The crime is wanting to make a group extinct.

The crime is wanting to make a group extinct.
This post was published on the now-closed HuffPost Contributor platform. Contributors control their own work and posted freely to our site. If you need to flag this entry as abusive, send us an email.

On 'Prinsjesdag' (day of Princes) in the Netherlands (September 19th.), the Dutch government officially promised stillborn children can be registered as 'persons' in the BRP (Bureau Registration Persons). The new policy includes children who are stillborn before a 24-week gestation: the moment when unborn children are deemed viable according Dutch law and from when abortion is prohibited. The decision followed the campaign by a group calling for the acknowledgement of their beloved children “who have lived their life in the belly of their mothers”. Their press-release stated: “BRP-registration is not only a recognition of their existence, but a right they deserve.”

The State decides what the woman chooses

One day later the Dutch Minister of Health announced that the Netherlands will become the first country in the world to offer NIPT to all pregnant women. With her decision the Minister gets ahead of the ethical debate that is planned in December 2016 as well as the Health council's advice whether or not NIPT should be offered in basic public healthcare. The NIPT (Non Invasive Prenatal Test) is a new type of genetic test that can potentially detect a range of genetic conditions in an unborn child by analyzing the blood of the mother. The formal purpose of prenatal genetic testing is not health gain but to 'facilitate reproductive choice'. The irony is that not the woman decides for which conditions she wants to screen her pregnancy, but a small group of 'experts' who have singled out Down syndrome as the primary objective of the NIPT.

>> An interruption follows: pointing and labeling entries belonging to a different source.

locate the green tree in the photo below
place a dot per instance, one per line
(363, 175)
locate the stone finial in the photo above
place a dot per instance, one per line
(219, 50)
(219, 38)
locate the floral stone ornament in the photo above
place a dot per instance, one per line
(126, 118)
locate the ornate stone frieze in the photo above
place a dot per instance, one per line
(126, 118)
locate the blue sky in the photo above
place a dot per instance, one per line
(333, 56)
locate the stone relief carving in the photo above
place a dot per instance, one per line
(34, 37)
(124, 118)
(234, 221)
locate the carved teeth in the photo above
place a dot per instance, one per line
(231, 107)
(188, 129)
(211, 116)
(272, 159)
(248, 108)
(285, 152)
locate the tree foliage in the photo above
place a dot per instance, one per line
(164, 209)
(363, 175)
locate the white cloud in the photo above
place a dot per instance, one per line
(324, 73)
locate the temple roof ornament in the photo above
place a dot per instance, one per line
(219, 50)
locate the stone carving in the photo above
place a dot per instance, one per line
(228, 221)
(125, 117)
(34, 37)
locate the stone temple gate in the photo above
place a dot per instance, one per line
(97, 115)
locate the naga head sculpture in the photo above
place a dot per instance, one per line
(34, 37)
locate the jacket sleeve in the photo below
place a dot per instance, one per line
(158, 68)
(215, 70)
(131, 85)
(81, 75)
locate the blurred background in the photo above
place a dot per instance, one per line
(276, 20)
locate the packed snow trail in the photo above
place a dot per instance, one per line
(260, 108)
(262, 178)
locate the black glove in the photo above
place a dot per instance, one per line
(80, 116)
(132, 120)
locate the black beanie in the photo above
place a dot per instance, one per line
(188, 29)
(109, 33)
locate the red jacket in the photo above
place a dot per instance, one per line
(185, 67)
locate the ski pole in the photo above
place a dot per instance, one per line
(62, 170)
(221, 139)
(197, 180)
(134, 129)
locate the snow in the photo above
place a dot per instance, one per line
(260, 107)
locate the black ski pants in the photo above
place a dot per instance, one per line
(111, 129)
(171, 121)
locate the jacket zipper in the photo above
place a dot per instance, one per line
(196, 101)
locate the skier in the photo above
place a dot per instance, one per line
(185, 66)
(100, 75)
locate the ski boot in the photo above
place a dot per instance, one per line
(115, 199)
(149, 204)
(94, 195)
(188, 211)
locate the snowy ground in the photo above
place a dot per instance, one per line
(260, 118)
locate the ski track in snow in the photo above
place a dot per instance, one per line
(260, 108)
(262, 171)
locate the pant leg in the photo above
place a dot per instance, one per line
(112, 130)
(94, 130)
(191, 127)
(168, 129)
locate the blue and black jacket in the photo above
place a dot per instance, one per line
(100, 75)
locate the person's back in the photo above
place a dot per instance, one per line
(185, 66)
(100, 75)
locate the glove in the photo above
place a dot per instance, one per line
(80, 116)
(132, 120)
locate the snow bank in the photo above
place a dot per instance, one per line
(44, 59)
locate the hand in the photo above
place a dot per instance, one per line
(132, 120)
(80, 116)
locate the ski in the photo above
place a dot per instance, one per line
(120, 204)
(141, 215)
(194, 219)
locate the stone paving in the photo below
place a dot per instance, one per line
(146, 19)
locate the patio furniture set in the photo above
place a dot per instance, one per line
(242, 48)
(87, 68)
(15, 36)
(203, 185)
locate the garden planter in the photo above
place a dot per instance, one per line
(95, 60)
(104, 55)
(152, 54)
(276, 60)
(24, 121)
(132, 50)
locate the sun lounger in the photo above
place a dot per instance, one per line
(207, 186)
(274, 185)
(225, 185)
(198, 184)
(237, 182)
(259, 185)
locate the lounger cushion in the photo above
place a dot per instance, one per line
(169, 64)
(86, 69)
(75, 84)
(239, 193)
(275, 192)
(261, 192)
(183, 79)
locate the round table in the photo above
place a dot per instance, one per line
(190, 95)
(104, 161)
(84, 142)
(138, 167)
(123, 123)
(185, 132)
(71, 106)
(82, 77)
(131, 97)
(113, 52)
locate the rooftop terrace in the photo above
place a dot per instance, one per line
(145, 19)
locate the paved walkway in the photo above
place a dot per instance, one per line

During the past 23 years between 74% and 94% of unborn children who were diagnosed with Down syndrome were aborted. The Health council expects that by introducing NIPT more women will choose to undergo screening. Last year a group called Downpride campaigned and petitioned for the equal recognition of their children. Parents and self-advocates worry that government promoted selection negatively affects acceptance and support in society. They have good reason to be worried: in their blackbook Downsyndrome family members and self-advocates report feeling pressured and discriminated. Furthermore, statistics show that research into life with Down syndrome is consistently underfunded, while governments and industry are pouring billions into the development and implementation of screening programs focused at the selection Down syndrome. A clear signal that society found the 'solution' in prenatal exclusion.

The crime is wanting to make a group extinct

The Copenhagen Post reported in October 2015 that Down syndrome is “heading for extinction”. This wording does not adequately describe the systematic measures taken to impede the birth of a targeted group of persons with similar genetic features, leading to the systematic and deliberate destruction of the group itself. The act of 'imposing measures intended to prevent births within the group' with intent to destroy, in whole or in part, a national, ethnic, racial or religious group, is described as 'Genocide' in the Rome statute. Race is defined as 'a group of people identified as distinct from other groups because of supposed physical or genetic traits shared by the group. While people with Down syndrome likely cannot be described in the traditional sense of 'different race', it is indisputable they are identified as a group based on distinct shared physical and genetic traits. People with Down syndrome are part of a larger group, disabled, that was targeted for extermination during World War II by the Nazi's.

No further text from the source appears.